Unicode support
Ashley Yakeley
ashley@semantic.org
Tue, 9 Oct 2001 04:07:43 -0700
At 2001-10-09 03:37, Kent Karlsson wrote:
>> > code position (=code point): a value between 0000 and 10FFFF.
>>
>> Would this be a reasonable basis for Haskell's 'Char' type?
>
>Yes. It's essentially UTF-32, but without the fixation to 32-bit
>(21 bits suffice). UTF-32 (a.k.a. UCS-4 in 10646, yet to be limited
>to 10FFFF instead of 31(!) bits) is the datatype used in some
>implementations of C for wchar_t. As I said in another e-mail,
>if one does not have high efficiency concerns, UTF-32 is a rather
>straighforward way of representing characters.
Would it be worthwhile restricting Char to the 0-10FFFF range, just as a
Word8 is restricted to 0-FF even though in GHC at least it's stored
32-bit?
...
>> data GeneralCategory = Letter_Uppercase | Letter_Lowercase | ...
>> getGeneralCategory :: Char -> Maybe GeneralCategory;
>
>There is not really any "Maybe" just there.
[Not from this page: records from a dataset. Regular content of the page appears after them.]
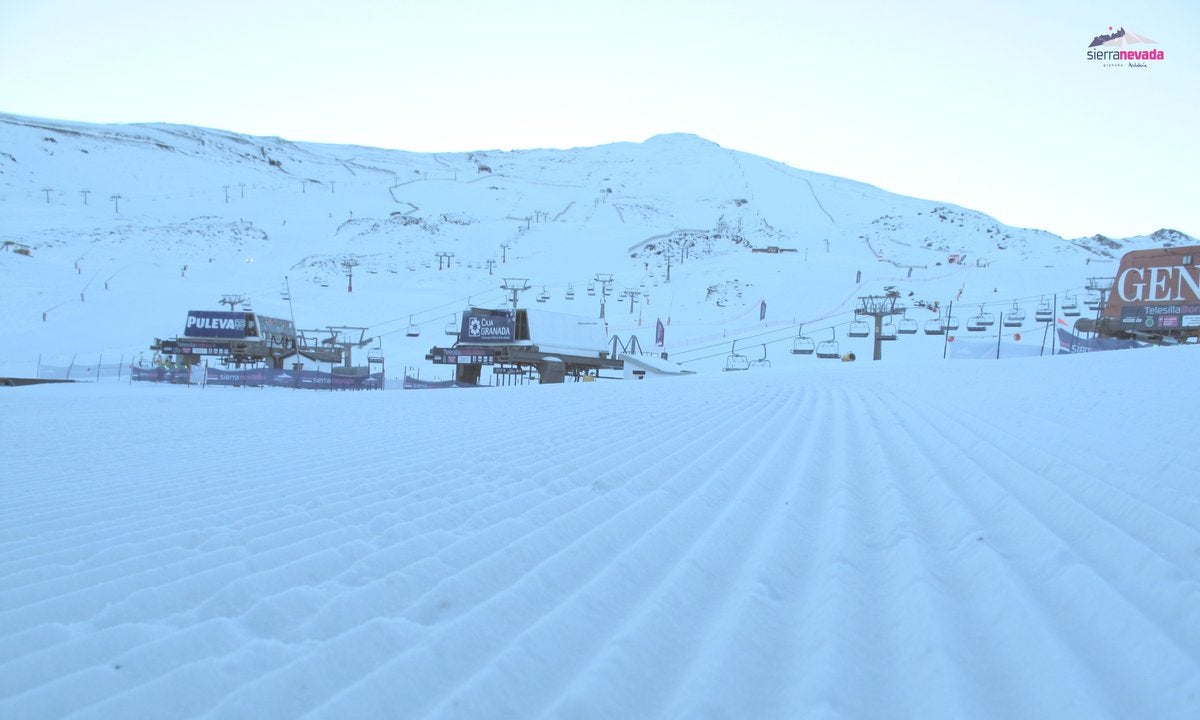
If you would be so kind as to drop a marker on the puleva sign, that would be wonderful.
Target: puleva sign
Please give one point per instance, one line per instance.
(204, 323)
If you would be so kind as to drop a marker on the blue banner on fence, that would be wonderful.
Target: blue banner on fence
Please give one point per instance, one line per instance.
(1071, 343)
(412, 383)
(161, 375)
(309, 379)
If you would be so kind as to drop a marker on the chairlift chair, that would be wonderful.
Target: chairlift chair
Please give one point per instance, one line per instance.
(761, 361)
(1015, 318)
(802, 345)
(1044, 313)
(735, 360)
(984, 318)
(1071, 307)
(828, 349)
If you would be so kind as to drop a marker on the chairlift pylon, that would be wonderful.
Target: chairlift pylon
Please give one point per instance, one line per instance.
(1044, 313)
(1015, 318)
(735, 360)
(828, 349)
(802, 345)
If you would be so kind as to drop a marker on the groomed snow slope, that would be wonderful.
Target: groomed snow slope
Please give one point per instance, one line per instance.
(1015, 539)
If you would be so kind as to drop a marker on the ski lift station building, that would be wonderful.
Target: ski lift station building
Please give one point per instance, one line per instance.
(555, 346)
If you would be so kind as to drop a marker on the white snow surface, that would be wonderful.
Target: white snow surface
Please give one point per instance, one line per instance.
(995, 540)
(911, 538)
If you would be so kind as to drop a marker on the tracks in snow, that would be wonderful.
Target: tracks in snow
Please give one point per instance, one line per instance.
(772, 546)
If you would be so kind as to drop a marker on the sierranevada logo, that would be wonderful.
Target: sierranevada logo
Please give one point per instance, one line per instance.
(1115, 49)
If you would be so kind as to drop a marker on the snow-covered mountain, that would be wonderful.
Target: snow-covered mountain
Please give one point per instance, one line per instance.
(913, 538)
(129, 227)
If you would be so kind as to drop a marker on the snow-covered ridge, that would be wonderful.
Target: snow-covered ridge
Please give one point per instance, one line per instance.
(147, 221)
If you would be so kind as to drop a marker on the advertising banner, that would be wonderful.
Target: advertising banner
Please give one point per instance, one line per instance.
(180, 376)
(412, 383)
(1071, 343)
(485, 327)
(309, 379)
(268, 325)
(211, 323)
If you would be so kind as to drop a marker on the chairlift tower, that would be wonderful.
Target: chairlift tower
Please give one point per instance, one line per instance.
(345, 339)
(879, 307)
(516, 286)
(348, 268)
(605, 280)
(633, 298)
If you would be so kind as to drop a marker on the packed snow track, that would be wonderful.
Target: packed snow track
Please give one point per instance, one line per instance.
(847, 541)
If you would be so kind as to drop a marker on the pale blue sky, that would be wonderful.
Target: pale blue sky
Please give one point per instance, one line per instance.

Yet unallocated code
>positions have general category Cn (so do non-characters):
> Cs Other, Surrogate
> Co Other, Private Use
> Cn Other, Not Assigned (yet)
OK. It occured to me to put 'unassigned' as Nothing, since it might
change -- so in a sense getGeneralCategory doesn't know what the GC is. I
assume once a codepoint has a non-Cn GC, it cannot be changed. But
confusingly, some of the GCs are 'normative', whereas others are merely
'informative' -- perhaps these last are subject to revision.
--
Ashley Yakeley, Seattle WA